だけども、そういう偶発的な事件の間を縫いながら、失火に見せかけた放火だの病死に見せかけた謀殺といった人為も働いている。例えば安和の変(969年、醍醐天皇の皇子、左大臣源高明(たかあきら)が藤原氏の陰謀で大宰府に左遷された事件)の直後に源高明の家が焼けたでしょ。
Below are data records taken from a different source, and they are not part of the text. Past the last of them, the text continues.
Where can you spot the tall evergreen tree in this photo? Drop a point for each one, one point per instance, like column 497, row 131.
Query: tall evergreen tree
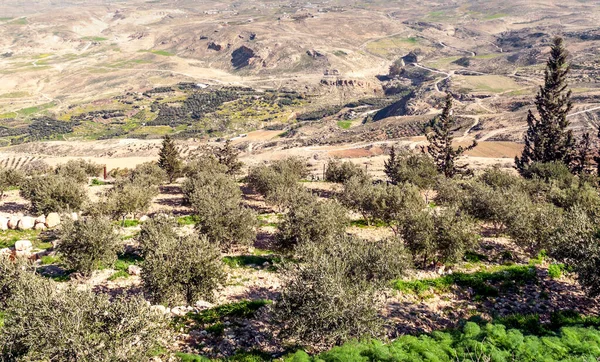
column 440, row 143
column 169, row 159
column 547, row 138
column 583, row 155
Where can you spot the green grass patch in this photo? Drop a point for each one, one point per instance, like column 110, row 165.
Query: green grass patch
column 187, row 220
column 47, row 260
column 344, row 124
column 555, row 271
column 507, row 276
column 97, row 182
column 8, row 238
column 119, row 274
column 128, row 223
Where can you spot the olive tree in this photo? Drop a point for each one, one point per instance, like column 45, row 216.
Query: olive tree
column 54, row 193
column 46, row 323
column 178, row 268
column 332, row 295
column 311, row 221
column 437, row 236
column 88, row 243
column 217, row 202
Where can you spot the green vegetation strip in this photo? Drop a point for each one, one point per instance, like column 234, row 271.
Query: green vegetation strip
column 568, row 337
column 478, row 281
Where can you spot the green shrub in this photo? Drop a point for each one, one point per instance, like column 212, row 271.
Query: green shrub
column 89, row 243
column 45, row 323
column 575, row 242
column 315, row 221
column 178, row 269
column 52, row 193
column 555, row 270
column 220, row 215
column 9, row 178
column 340, row 172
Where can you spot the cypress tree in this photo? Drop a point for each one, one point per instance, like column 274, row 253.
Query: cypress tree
column 583, row 156
column 440, row 143
column 169, row 159
column 547, row 138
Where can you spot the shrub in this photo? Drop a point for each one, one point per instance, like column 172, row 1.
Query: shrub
column 178, row 269
column 148, row 174
column 128, row 198
column 321, row 306
column 313, row 221
column 88, row 243
column 387, row 203
column 216, row 200
column 10, row 177
column 576, row 243
column 45, row 323
column 442, row 236
column 374, row 261
column 392, row 202
column 533, row 225
column 415, row 168
column 53, row 193
column 278, row 181
column 340, row 172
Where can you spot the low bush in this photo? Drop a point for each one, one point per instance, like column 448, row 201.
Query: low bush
column 89, row 243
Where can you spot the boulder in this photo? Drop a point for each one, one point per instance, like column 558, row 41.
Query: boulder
column 13, row 222
column 26, row 223
column 40, row 219
column 202, row 304
column 134, row 270
column 23, row 245
column 52, row 220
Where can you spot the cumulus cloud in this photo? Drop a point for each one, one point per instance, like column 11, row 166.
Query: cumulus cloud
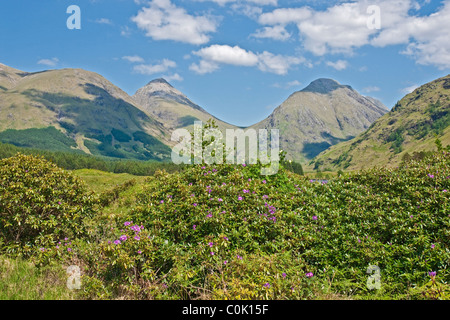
column 275, row 33
column 215, row 55
column 256, row 2
column 163, row 20
column 344, row 27
column 287, row 85
column 49, row 62
column 338, row 65
column 133, row 59
column 426, row 40
column 149, row 69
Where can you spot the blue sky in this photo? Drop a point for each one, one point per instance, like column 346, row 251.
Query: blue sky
column 238, row 59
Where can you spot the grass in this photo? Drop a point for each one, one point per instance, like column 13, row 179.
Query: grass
column 101, row 181
column 21, row 280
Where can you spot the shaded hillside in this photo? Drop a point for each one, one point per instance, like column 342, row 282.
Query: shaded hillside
column 410, row 127
column 319, row 116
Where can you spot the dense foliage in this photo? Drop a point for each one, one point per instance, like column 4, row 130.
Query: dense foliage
column 40, row 204
column 75, row 161
column 227, row 232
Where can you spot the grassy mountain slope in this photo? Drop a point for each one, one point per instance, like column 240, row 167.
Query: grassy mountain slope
column 319, row 116
column 409, row 127
column 83, row 106
column 171, row 107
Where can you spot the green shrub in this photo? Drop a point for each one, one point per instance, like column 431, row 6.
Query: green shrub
column 39, row 204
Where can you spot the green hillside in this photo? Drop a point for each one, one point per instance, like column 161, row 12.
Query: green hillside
column 73, row 109
column 411, row 127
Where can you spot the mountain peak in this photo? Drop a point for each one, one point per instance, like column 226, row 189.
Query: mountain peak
column 324, row 86
column 159, row 81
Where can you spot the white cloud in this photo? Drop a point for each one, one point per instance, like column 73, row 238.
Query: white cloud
column 227, row 55
column 149, row 69
column 162, row 20
column 204, row 67
column 256, row 2
column 343, row 27
column 284, row 16
column 275, row 33
column 49, row 62
column 125, row 31
column 426, row 38
column 133, row 59
column 215, row 55
column 338, row 65
column 277, row 64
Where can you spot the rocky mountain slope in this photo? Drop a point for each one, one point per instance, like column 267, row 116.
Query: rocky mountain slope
column 74, row 109
column 168, row 105
column 319, row 116
column 410, row 127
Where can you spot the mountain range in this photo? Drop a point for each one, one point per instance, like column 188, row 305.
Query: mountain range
column 81, row 111
column 411, row 127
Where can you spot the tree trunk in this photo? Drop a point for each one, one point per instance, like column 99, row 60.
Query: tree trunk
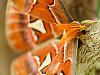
column 82, row 9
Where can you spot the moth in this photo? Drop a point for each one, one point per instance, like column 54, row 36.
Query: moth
column 30, row 23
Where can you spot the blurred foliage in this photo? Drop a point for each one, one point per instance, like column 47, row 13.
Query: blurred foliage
column 98, row 9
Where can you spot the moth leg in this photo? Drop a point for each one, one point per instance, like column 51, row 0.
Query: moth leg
column 83, row 39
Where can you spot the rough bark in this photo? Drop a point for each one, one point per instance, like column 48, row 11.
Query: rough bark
column 82, row 9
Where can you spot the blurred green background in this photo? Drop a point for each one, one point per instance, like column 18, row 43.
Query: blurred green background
column 6, row 54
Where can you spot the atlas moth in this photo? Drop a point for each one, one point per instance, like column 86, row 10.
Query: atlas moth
column 30, row 23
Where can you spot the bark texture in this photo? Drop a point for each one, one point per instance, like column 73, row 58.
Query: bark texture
column 82, row 9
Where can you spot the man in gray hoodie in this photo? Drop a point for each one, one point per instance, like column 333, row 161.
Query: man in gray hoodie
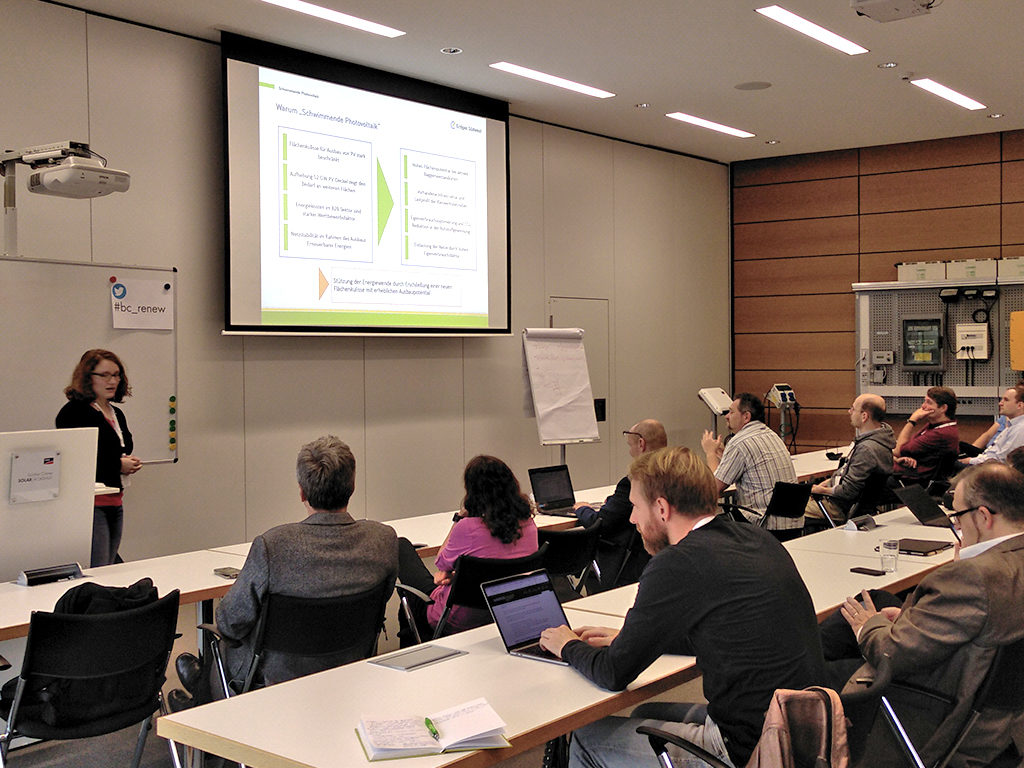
column 871, row 454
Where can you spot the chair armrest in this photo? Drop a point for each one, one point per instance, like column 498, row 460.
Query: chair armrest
column 406, row 591
column 872, row 688
column 659, row 738
column 733, row 510
column 212, row 629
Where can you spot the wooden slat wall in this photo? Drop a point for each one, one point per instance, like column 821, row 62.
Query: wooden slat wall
column 806, row 226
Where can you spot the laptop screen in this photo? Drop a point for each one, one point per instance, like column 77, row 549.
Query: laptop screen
column 552, row 486
column 924, row 507
column 523, row 606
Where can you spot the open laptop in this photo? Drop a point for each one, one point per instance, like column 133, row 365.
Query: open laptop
column 522, row 606
column 924, row 507
column 553, row 491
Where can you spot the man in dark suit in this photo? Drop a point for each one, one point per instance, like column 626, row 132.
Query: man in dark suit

中関白家事件(伊周(これちか)の女のもとに通っていると誤解された花山法皇に、伊周の弟隆家が帰路を待ち伏せて矢を射かけた事件。内大臣伊周と権中納言隆家は流罪とされ、道長の権力が確立する)のときに定子(一条天皇の后、伊周の妹)の住居が焼けたのもそうだし、三条帝が退位する(外孫の敦成(あつひら)親王=後の後一条天皇を天皇に推し、摂政となろうとする道長は様々のいやがらせをして三条帝を退位に追いこむ)直前に内裏が焼けたなどという事件も、失火で片づけるにはうさん臭すぎる。

■あらゆる手段でライバルをいじめ抜いた

【永井】そう。それで、内裏が復旧したら退位すると言っていると、できた途端にまた焼けちゃってね。惨めな恰好で退位する。

【杉本】これでもか、これでもかといじめる。その、いじめの手段の一つに、政敵の屋敷を火にかけてしまうプランが組み込まれているわけよ。それから、病死に見せかけた毒殺。病死にしては実に怪しい、一服もったんでは、と思われる例がいっぱいあるでしょ。

【永井】そう、そう。

【杉本】それから、流言、呪詛、怨霊の利用。

【永井】今でいう情報宣伝戦ですよ。ソ連が攻めてくると脅して世論づくりをするとか。それをもう少しおどろおどろしくして、怨霊。言ってみれば、「スターリンの怨霊が……」というのと同じことなのね。(笑)

■平安貴族の政治的術策は現代でも通用する

【杉本】とたんに防衛費の追加予算が国会で認められたりして。(笑)ともかくそういうふうに、偶発と人為をたくみにないまぜて、政局を思うほうに持っていく能力……。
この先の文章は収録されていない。